„Wir sind zu Ihnen gekommen, um Ihnen mitzuteilen, dass heute Ihre Ausreise möglich geworden ist.“ Wenn ich diese Worte von Hans-Dietrich Genscher auf dem Balkon der Prager Botschaft aus der Konserve höre, bekomme ich immer wieder eine Gänsehaut.
Was war passiert? Bis November 1989 stiegen immer mehr DDR-Bürger über den Zaun der Bundesdeutschen Botschaft in Prag, um die DDR-Diktatur zu verlassen. Der Zusammenbruch der DDR stand kurz bevor. Es folgten intensive Demonstrationen in DDR-Städten. Die friedliche Revolution nahm ihren Lauf an deren Ende die Vereinigung der beiden deutschen Staaten stand.
Bei meinem Besuch in Prag stand ich an der historischen Stelle und hing meinen Gedanken nach. Ich dachte an meinen verstorbenen Vater, der gerne einmal diesen Ort besucht hätte, denn er hatte die Situation damals Tag und Nacht verfolgt. Ich spüre eine Kraft, die von diesem Ort für die deutsche Geschichte ausging.
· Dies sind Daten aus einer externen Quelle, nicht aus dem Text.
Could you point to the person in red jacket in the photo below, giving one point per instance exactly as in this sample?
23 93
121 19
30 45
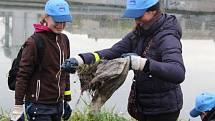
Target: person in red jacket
45 91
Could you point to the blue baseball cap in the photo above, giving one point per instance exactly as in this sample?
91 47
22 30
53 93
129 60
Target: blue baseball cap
58 10
137 8
204 102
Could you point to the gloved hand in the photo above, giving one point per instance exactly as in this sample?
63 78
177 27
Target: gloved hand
136 62
17 112
67 111
71 64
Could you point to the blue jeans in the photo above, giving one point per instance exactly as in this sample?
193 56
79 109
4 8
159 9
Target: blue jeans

Bericht von der Flucht Ich begleitete den Pfarrgemeinderat meines Wohnortes Maisach und wir tauschten unsere Erlebnisse dieser Zeit aus. Wie es der Zufall wollte, stieß eine ehemalige DDR-Bürgerin zu uns. Andrea, so hieß die Dame. Sie stammt aus der Bauhausstadt Dessau und war in der dritten Ausreisewelle mit ihrer kleinen Tochter dabei. Sie berichtete, wie sie in der Botschaft eine Nacht ausharrte.
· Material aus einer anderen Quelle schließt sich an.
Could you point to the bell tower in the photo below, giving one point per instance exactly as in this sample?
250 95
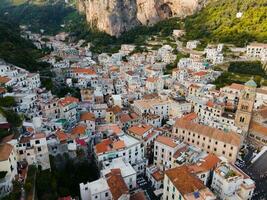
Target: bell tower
245 106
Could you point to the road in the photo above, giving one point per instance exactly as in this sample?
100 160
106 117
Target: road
258 172
149 191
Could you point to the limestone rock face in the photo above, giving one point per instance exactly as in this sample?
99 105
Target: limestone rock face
117 16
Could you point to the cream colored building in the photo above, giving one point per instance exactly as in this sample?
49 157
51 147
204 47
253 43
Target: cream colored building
34 150
8 165
180 184
231 183
212 140
164 150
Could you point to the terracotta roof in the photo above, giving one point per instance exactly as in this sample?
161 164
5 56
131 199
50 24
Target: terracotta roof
237 86
78 130
158 175
103 146
263 113
166 141
109 145
128 117
68 100
2 90
4 79
116 184
87 116
115 109
190 116
180 151
183 180
209 163
258 128
261 91
194 86
109 127
210 104
140 129
62 137
84 71
226 137
118 144
138 196
152 80
201 73
5 151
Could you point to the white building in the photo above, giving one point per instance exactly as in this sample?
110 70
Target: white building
192 44
229 182
257 50
164 150
8 165
180 184
34 150
121 146
98 189
127 171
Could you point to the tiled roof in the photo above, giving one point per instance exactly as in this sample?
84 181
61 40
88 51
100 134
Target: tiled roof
2 90
140 129
208 163
62 136
5 151
151 79
138 196
84 71
116 184
109 145
78 130
166 141
258 128
158 175
226 137
190 116
4 80
183 180
68 100
236 86
87 116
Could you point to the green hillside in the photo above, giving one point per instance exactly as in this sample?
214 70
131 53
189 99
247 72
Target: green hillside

Sie erzählte von ihrer Ausreise über Plauen. Als die Stasi die Fluchtzüge betrat „konnte man die Stecknadel fallen hören.“ Es wurden die DDR-Ausweise eingesammelt und die Züge abgeschlossen „Das Einsammeln war reine Schikane, denn die Stasi wollte, dass die Flüchtlinge im Westen bürokratische Schwierigkeiten bekommen. Es war eine gruselige Situation“, berichtet sie. Nach ein paar Jahren im Westen ging Andrea dann wieder zurück nach Dessau. „Da ist Familie, da ist meine Heimat.“
Unsere Geschichte ist geprägt von Glaubenskriegen, damals und heute. Willst du nicht mein Bruder sein, dann schlag ich dir den Schädel ein. Ein solches, zugegeben eindrucksvolles Beispiel ist die Kirche Maria vom Siege.
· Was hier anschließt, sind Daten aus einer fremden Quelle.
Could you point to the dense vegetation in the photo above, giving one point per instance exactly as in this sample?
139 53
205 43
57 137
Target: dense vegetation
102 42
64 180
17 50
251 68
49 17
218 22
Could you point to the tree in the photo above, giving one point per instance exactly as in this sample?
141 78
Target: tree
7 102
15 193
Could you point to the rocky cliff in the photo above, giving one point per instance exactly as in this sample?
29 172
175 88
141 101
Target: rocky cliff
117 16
Heute ist die Kirche Maria vom Siege (tschechisch Kostel Panny Marie Vítězné) am Weißen Berg ein Wallfahrtsort nahe der Stelle der Schlacht am Weißen Berg vom 8. November 1620. Sie gehört zur Katastralgemeinde Řepy und ist eines der bedeutendsten Denkmäler dieses Stadtteils. Am 3. Mai 1958 wurde sie zum Kulturdenkmal erklärt. Durch hervorragende Kontakte von Matthias Dörr konnte unsere Gruppe vom Pfarrgemeinderat Maisach dieses Kleinod besichtigen und Geschichte erfahren
Die Schlacht am Weißen Berg (tschechisch Bitva na Bílé hoře) bei Prag am 8. November 1620 war die erste große militärische Auseinandersetzung im Dreißigjährigen Krieg. In ihrem Verlauf unterlagen die Truppen der böhmischen Stände unter ihrem König Friedrich V. von der Pfalz und dessen Heerführer Christian I. von Anhalt den kaiserlichen und bayerischen Truppen der Katholischen Liga unter dem Befehl von Buquoy und Tilly. Nach seiner Niederlage musste Friedrich V., der sogenannte Winterkönig, aus Böhmen fliehen. Kaiser Ferdinand II. konnte seinen Anspruch auf die Krone Böhmens durchsetzen.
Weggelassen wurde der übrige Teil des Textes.